For the AI professionals out there

The 3D risk response is generated when executing hyperparameter optimization of one machine learning pipeline. The worst investment strategies, with lowest annual return, are the results of random misconfigurations of the pipeline. Those misconfigurations would never happen in production since we know they are incorrect by design, but we allowed the system to generate such misconfigurations for exploratory research.

It would be a mistake to believe that the investment strategies shown in the 3D risk response are simple trading algorithms. That would make Aidvisors as simple as algorithmic trading and it is NOT the case. Actually, without going in much details, each investment strategy that you see in the 3D risk response is a huge ensemble. Each investment strategy is made-up of hundreds of thousands of trading algorithms, which are optimized by thousands of predictors such as neural nets, which are optimized into ensembles of predictors. For each investment strategy, there are a minimum of three (3) evolution chains which track the best trading algorithms, the best predictors and the best ensemble of predictors. For instance, you could visualize each evolution chain as a movie of daily 3D risk response, each frame of the movie being the 3D risk response for one day. And there are three (3) of these movies in parallel.

At some point in the future, we may take the time to create a beautiful interactive movie of all those moving parts behind each investment strategy. But only for our best customers who suffer from intellectual curiosity. Don’t hesitate to let us know if you would be interested in such a movie, it could be a beautiful interactive piece of art to display in your living room!

Otherwise, keep in mind that the 3D risk response is actually a very simplified view of what is happening behind the scene. The 3D risk response is just showing the results of a few hyperparameters used to fine-tune how the machine is learning.
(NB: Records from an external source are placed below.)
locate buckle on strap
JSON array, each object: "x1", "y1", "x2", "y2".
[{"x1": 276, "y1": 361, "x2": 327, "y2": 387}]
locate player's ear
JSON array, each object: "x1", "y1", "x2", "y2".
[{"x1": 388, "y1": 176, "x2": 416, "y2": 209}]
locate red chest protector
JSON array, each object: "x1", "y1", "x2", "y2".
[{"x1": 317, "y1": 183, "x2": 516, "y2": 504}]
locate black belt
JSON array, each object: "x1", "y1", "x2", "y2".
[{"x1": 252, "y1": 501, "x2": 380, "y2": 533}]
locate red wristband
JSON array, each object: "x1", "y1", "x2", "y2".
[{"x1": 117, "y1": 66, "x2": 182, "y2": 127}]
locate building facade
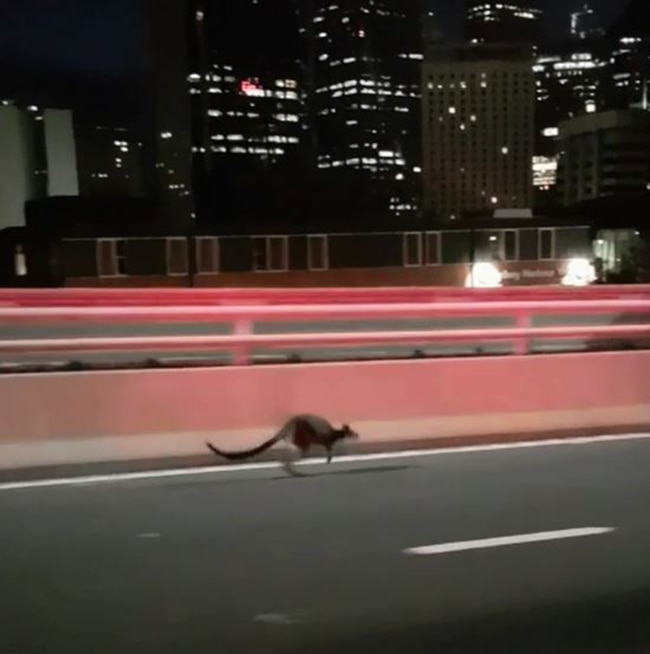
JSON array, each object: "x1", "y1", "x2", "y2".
[
  {"x1": 532, "y1": 42, "x2": 605, "y2": 204},
  {"x1": 534, "y1": 45, "x2": 603, "y2": 150},
  {"x1": 557, "y1": 109, "x2": 650, "y2": 206},
  {"x1": 188, "y1": 0, "x2": 305, "y2": 175},
  {"x1": 302, "y1": 0, "x2": 423, "y2": 217},
  {"x1": 188, "y1": 64, "x2": 303, "y2": 167},
  {"x1": 54, "y1": 221, "x2": 592, "y2": 289},
  {"x1": 601, "y1": 0, "x2": 650, "y2": 113},
  {"x1": 465, "y1": 0, "x2": 543, "y2": 45},
  {"x1": 422, "y1": 44, "x2": 535, "y2": 220}
]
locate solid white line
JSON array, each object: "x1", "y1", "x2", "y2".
[
  {"x1": 0, "y1": 432, "x2": 649, "y2": 492},
  {"x1": 404, "y1": 527, "x2": 616, "y2": 556}
]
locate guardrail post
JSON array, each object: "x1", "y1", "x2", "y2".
[
  {"x1": 514, "y1": 312, "x2": 529, "y2": 355},
  {"x1": 232, "y1": 319, "x2": 252, "y2": 365}
]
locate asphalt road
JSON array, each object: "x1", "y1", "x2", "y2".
[
  {"x1": 2, "y1": 437, "x2": 650, "y2": 653},
  {"x1": 3, "y1": 312, "x2": 649, "y2": 368}
]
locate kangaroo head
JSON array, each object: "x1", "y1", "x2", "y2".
[{"x1": 340, "y1": 423, "x2": 360, "y2": 440}]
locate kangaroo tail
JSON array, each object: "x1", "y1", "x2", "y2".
[{"x1": 206, "y1": 434, "x2": 281, "y2": 462}]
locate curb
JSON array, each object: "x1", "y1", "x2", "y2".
[{"x1": 0, "y1": 423, "x2": 647, "y2": 485}]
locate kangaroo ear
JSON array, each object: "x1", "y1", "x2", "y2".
[{"x1": 342, "y1": 423, "x2": 350, "y2": 431}]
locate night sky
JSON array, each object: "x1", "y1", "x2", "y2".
[{"x1": 0, "y1": 0, "x2": 627, "y2": 76}]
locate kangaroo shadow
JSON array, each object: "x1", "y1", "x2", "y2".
[{"x1": 271, "y1": 464, "x2": 415, "y2": 481}]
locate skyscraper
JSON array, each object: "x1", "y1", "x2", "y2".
[
  {"x1": 531, "y1": 43, "x2": 604, "y2": 203},
  {"x1": 534, "y1": 44, "x2": 604, "y2": 150},
  {"x1": 602, "y1": 0, "x2": 650, "y2": 113},
  {"x1": 302, "y1": 0, "x2": 423, "y2": 217},
  {"x1": 422, "y1": 44, "x2": 535, "y2": 219},
  {"x1": 465, "y1": 1, "x2": 543, "y2": 45},
  {"x1": 189, "y1": 0, "x2": 304, "y2": 176}
]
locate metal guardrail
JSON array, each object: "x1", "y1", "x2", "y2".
[
  {"x1": 0, "y1": 325, "x2": 648, "y2": 355},
  {"x1": 2, "y1": 299, "x2": 650, "y2": 322},
  {"x1": 0, "y1": 285, "x2": 649, "y2": 307},
  {"x1": 1, "y1": 300, "x2": 650, "y2": 364}
]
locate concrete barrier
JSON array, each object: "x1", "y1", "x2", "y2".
[{"x1": 0, "y1": 350, "x2": 648, "y2": 471}]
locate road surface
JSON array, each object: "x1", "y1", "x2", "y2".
[
  {"x1": 3, "y1": 311, "x2": 648, "y2": 368},
  {"x1": 1, "y1": 435, "x2": 650, "y2": 653}
]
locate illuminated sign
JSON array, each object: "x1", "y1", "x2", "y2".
[
  {"x1": 240, "y1": 80, "x2": 262, "y2": 95},
  {"x1": 532, "y1": 155, "x2": 558, "y2": 188}
]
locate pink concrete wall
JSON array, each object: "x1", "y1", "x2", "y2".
[{"x1": 0, "y1": 351, "x2": 648, "y2": 469}]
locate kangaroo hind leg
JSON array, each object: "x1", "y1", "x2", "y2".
[{"x1": 279, "y1": 445, "x2": 305, "y2": 477}]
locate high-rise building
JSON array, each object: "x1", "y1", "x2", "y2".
[
  {"x1": 188, "y1": 65, "x2": 302, "y2": 165},
  {"x1": 601, "y1": 0, "x2": 650, "y2": 112},
  {"x1": 188, "y1": 0, "x2": 305, "y2": 176},
  {"x1": 422, "y1": 44, "x2": 535, "y2": 219},
  {"x1": 532, "y1": 41, "x2": 606, "y2": 204},
  {"x1": 534, "y1": 46, "x2": 603, "y2": 146},
  {"x1": 532, "y1": 42, "x2": 605, "y2": 201},
  {"x1": 302, "y1": 0, "x2": 423, "y2": 217},
  {"x1": 557, "y1": 109, "x2": 650, "y2": 206},
  {"x1": 465, "y1": 1, "x2": 543, "y2": 45}
]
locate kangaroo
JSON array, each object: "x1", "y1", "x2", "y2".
[{"x1": 206, "y1": 414, "x2": 359, "y2": 475}]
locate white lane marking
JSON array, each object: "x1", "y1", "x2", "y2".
[
  {"x1": 137, "y1": 532, "x2": 161, "y2": 539},
  {"x1": 0, "y1": 432, "x2": 649, "y2": 492},
  {"x1": 404, "y1": 527, "x2": 616, "y2": 556}
]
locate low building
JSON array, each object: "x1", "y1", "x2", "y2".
[{"x1": 5, "y1": 211, "x2": 594, "y2": 289}]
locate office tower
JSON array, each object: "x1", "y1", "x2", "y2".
[
  {"x1": 465, "y1": 0, "x2": 543, "y2": 45},
  {"x1": 303, "y1": 0, "x2": 424, "y2": 217},
  {"x1": 422, "y1": 44, "x2": 535, "y2": 219},
  {"x1": 189, "y1": 0, "x2": 304, "y2": 176},
  {"x1": 557, "y1": 109, "x2": 650, "y2": 206},
  {"x1": 534, "y1": 43, "x2": 604, "y2": 161},
  {"x1": 603, "y1": 0, "x2": 650, "y2": 112},
  {"x1": 532, "y1": 43, "x2": 604, "y2": 203}
]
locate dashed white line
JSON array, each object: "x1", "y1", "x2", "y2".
[
  {"x1": 0, "y1": 432, "x2": 649, "y2": 492},
  {"x1": 254, "y1": 613, "x2": 301, "y2": 625},
  {"x1": 404, "y1": 527, "x2": 616, "y2": 556}
]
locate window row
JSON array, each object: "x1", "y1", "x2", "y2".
[
  {"x1": 94, "y1": 236, "x2": 330, "y2": 278},
  {"x1": 61, "y1": 228, "x2": 590, "y2": 280}
]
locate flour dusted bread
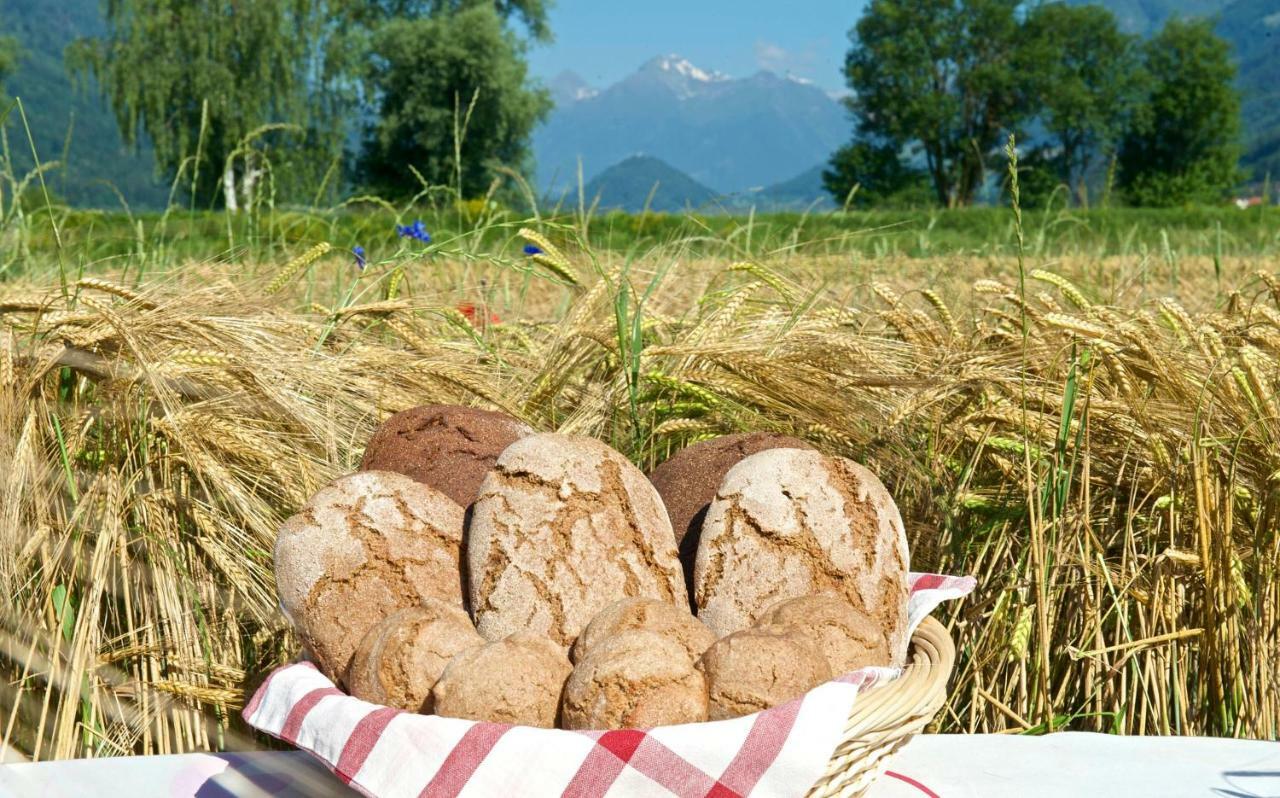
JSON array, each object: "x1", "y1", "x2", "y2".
[
  {"x1": 572, "y1": 597, "x2": 714, "y2": 665},
  {"x1": 562, "y1": 630, "x2": 708, "y2": 729},
  {"x1": 347, "y1": 600, "x2": 483, "y2": 712},
  {"x1": 757, "y1": 593, "x2": 896, "y2": 672},
  {"x1": 646, "y1": 432, "x2": 814, "y2": 597},
  {"x1": 359, "y1": 405, "x2": 533, "y2": 508},
  {"x1": 693, "y1": 448, "x2": 909, "y2": 658},
  {"x1": 273, "y1": 471, "x2": 466, "y2": 681},
  {"x1": 431, "y1": 633, "x2": 572, "y2": 727},
  {"x1": 467, "y1": 433, "x2": 687, "y2": 647},
  {"x1": 696, "y1": 626, "x2": 831, "y2": 720}
]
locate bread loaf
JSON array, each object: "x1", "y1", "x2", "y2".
[
  {"x1": 562, "y1": 630, "x2": 708, "y2": 729},
  {"x1": 468, "y1": 433, "x2": 686, "y2": 647},
  {"x1": 273, "y1": 471, "x2": 466, "y2": 682},
  {"x1": 572, "y1": 597, "x2": 714, "y2": 665},
  {"x1": 696, "y1": 626, "x2": 831, "y2": 720},
  {"x1": 430, "y1": 633, "x2": 572, "y2": 727},
  {"x1": 359, "y1": 405, "x2": 533, "y2": 508},
  {"x1": 693, "y1": 448, "x2": 909, "y2": 661},
  {"x1": 347, "y1": 600, "x2": 483, "y2": 712}
]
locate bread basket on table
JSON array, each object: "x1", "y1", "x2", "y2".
[{"x1": 243, "y1": 573, "x2": 971, "y2": 798}]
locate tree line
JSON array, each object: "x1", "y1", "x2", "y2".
[
  {"x1": 824, "y1": 0, "x2": 1245, "y2": 209},
  {"x1": 39, "y1": 0, "x2": 553, "y2": 210}
]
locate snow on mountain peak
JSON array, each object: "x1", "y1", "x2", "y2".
[{"x1": 647, "y1": 54, "x2": 729, "y2": 84}]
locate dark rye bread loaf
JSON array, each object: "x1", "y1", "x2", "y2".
[
  {"x1": 692, "y1": 448, "x2": 910, "y2": 663},
  {"x1": 273, "y1": 471, "x2": 466, "y2": 683},
  {"x1": 359, "y1": 405, "x2": 533, "y2": 508},
  {"x1": 646, "y1": 433, "x2": 813, "y2": 606},
  {"x1": 467, "y1": 433, "x2": 687, "y2": 648}
]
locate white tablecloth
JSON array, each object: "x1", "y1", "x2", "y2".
[{"x1": 1, "y1": 732, "x2": 1277, "y2": 797}]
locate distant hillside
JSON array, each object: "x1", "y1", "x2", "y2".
[
  {"x1": 579, "y1": 155, "x2": 719, "y2": 213},
  {"x1": 0, "y1": 0, "x2": 166, "y2": 208},
  {"x1": 1068, "y1": 0, "x2": 1232, "y2": 33},
  {"x1": 1078, "y1": 0, "x2": 1280, "y2": 182},
  {"x1": 534, "y1": 55, "x2": 847, "y2": 196}
]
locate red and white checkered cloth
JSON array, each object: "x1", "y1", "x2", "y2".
[{"x1": 244, "y1": 573, "x2": 975, "y2": 798}]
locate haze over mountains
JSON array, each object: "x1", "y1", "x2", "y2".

Actually those hyperparameters define how to optimize and learn from a lot more other parameters: the parameters of the trading algorithms, the parameters of the predictors, the parameters of the ensembles, etc. And the optimization of the latter parameters occurs on a daily, weekly or monthly basis and are tracked in huge data structure which we call evolution chains.

The most important to understand is:

Aidvisors are not trading algorithms. Aidvisors are complex machine learning pipelines which learn every day and adapt to changes.